SARS-CoV-2 infects and also transmits via the respiratory mucosa, making mucosal immunity of potential major importance alongside systemic immunity for protection. Normally a parenterally administered vaccine would not be expected to induce mucosal immunity. However, in our study SpikoGen® generated a significant seroconversion rate of S1 IgA compared to the placebo group, although this was largely restricted to the baseline seropositive group who had presumably already undergone a mucosal infection with SARS-CoV-2. Samples were not available for measurement of secretory IgA in this study, so we do not know the significance of SpikoGen® boosting of serum IgA in the previously infected participants. Interestingly, SpikoGen®-immunized ferrets had no recoverable virus in their nasal secretions 3 days after SARS-CoV-2 challenge [11]. If SpikoGen® could similarly be shown to reduce SARS-CoV-2 transmission in humans, this would represent a major breakthrough and is an area we are planning further studies.

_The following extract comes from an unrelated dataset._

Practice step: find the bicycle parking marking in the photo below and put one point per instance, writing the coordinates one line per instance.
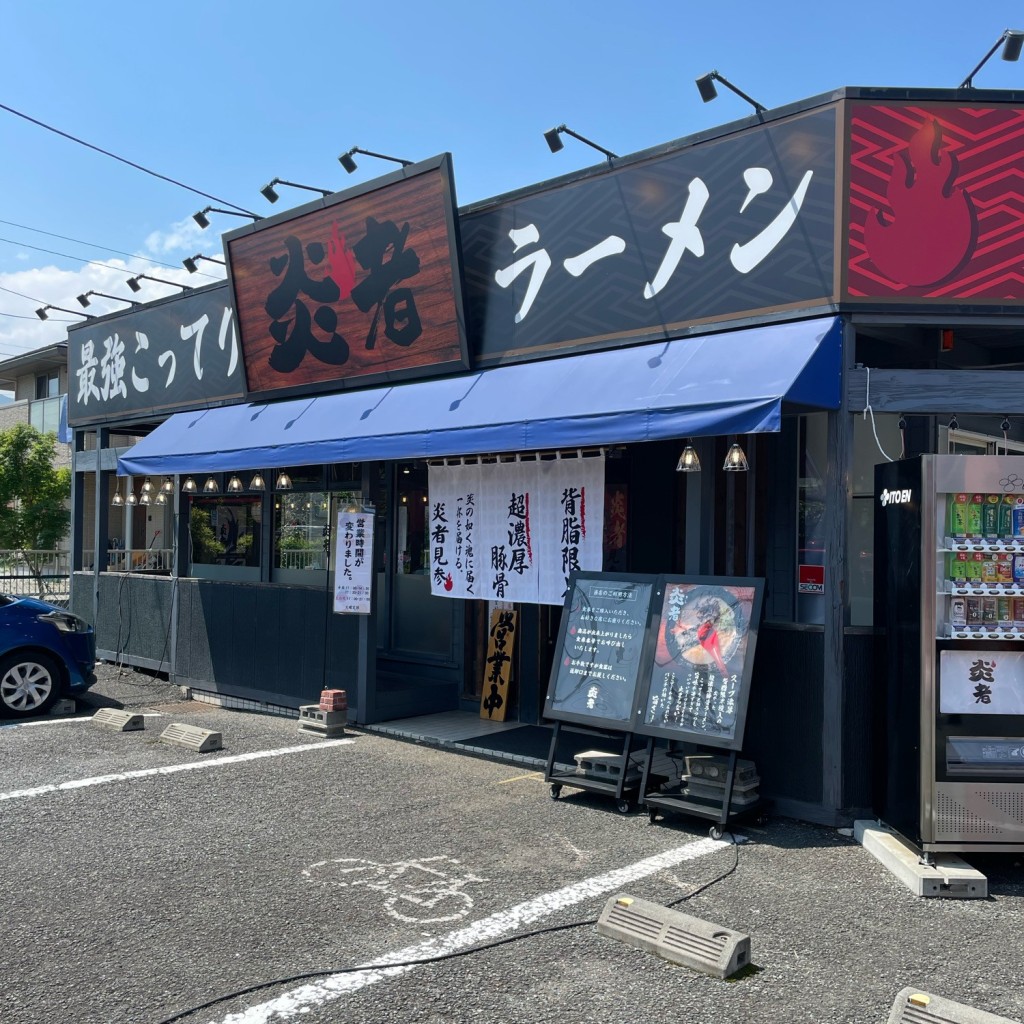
(417, 892)
(82, 783)
(304, 998)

While the neutralizing antibodies are thought to play a dominant role in protection, cellular immunity also contributes. The T cell response may be more durable and have a shorter onset of action than the humoral response [22]. A phase 2 study of Sputnik V adenovirus vector vaccine reported CD4+ (1.3%) and CD8+ (1.1%) proliferative T cells responses for the lyophilized formulation [23], broadly comparable to our own results. However, these assays are difficult to compare between studies given potential different methodologies used and the general lack of standardization. This positive finding of T cell response may be attributable to the Advax-CpG adjuvant, which was shown to induce a high frequency of memory CD8+ T cells in monkeys when combined with a cytomegalovirus vaccine antigen [24]. The ability of SpikoGen® vaccine to induce memory CD8+ T cell responses to spike protein has also been seen in mouse immunogenicity studies [11]. Notably, CpG55.2 is a TLR9 agonist that is involved in activating cellular immunity [25,26].

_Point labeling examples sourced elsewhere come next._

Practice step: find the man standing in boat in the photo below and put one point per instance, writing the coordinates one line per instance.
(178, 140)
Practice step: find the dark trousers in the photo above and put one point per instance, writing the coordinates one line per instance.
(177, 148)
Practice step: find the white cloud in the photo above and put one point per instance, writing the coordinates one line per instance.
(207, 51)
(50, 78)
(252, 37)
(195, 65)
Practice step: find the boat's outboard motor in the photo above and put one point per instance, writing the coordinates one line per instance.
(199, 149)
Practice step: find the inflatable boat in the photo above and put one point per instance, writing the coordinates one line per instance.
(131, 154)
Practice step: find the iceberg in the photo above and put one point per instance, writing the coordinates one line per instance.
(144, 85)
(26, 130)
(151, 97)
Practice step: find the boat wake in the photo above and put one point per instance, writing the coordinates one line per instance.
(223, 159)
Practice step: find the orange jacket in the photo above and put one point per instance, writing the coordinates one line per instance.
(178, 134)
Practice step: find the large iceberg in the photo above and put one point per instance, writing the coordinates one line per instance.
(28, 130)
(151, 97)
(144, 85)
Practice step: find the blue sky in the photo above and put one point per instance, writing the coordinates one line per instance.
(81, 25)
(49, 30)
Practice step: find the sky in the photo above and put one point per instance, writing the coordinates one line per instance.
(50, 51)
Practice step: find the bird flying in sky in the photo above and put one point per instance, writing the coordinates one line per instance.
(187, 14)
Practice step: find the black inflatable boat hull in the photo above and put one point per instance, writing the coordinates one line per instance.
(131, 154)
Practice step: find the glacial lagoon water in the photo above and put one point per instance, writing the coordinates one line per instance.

A limitation of this trial is that the duration of immunity induced by SpikoGen® vaccine was not assessed. These assessments are planned to be done in the future.

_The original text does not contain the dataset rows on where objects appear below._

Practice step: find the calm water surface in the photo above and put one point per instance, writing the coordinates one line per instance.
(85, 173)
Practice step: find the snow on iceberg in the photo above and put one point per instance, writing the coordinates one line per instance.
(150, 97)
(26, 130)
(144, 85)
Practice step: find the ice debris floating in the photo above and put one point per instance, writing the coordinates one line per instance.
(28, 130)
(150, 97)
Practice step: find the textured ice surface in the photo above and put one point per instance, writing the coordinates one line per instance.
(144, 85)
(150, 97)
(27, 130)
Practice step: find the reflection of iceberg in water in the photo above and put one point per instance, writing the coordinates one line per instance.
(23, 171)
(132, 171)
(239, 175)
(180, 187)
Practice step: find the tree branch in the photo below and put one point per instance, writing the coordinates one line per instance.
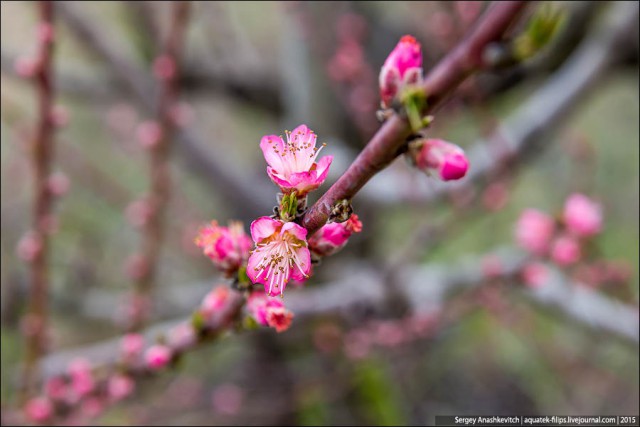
(385, 145)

These results confirm that two intramuscular injections of 25 μg SpikoGen® 3 weeks apart induce robust humoral and T cell responses against SARS-CoV-2. A single dose of SpikoGen® was able to strongly enhance immunity in previously infected volunteers. SpikoGen® had an acceptable safety profile, with solicited adverse events being predominantly mild and transient in nature with no serious adverse events being reported among the trial participants. Based on these promising phase 2 results, a decision was taken to advance SpikoGen® to a phase 3 trial.

Transparency declaration

NA, RSH, AS, BY, BB, AT, and SB are members of the Orchid Pharmed medical department, which is in collaboration with CinnaGen company with respect to conducting clinical trials. KhR is in CinnaGen Medical Biotechnology Research Center. NP and LL are members of the Vaxine Pty Ltd. The remaining authors have no other relevant affiliations. This study was funded by CinnaGen Co. Anonymous participant data will be available upon a reasonable request to the corresponding author.

Author contributions

PT performed the research and coordinated the study. NA coordinated the study and collected data. RSH performed statistical analysis and designed tables and figures. MM, AS, BY, KhR, BB, AT, NP, and LL were involved in organization, coordination, conduct, and technical support of the study. SB was involved in the trial design, interpretation of the results, and drafted the manuscript. All authors critically reviewed the manuscript and approved the final version. All authors had full access to all data in the studies and had final responsibility for the decision to submit for publication. All authors are responsible for the accuracy and completeness of the data and fidelity of the trial to the protocol.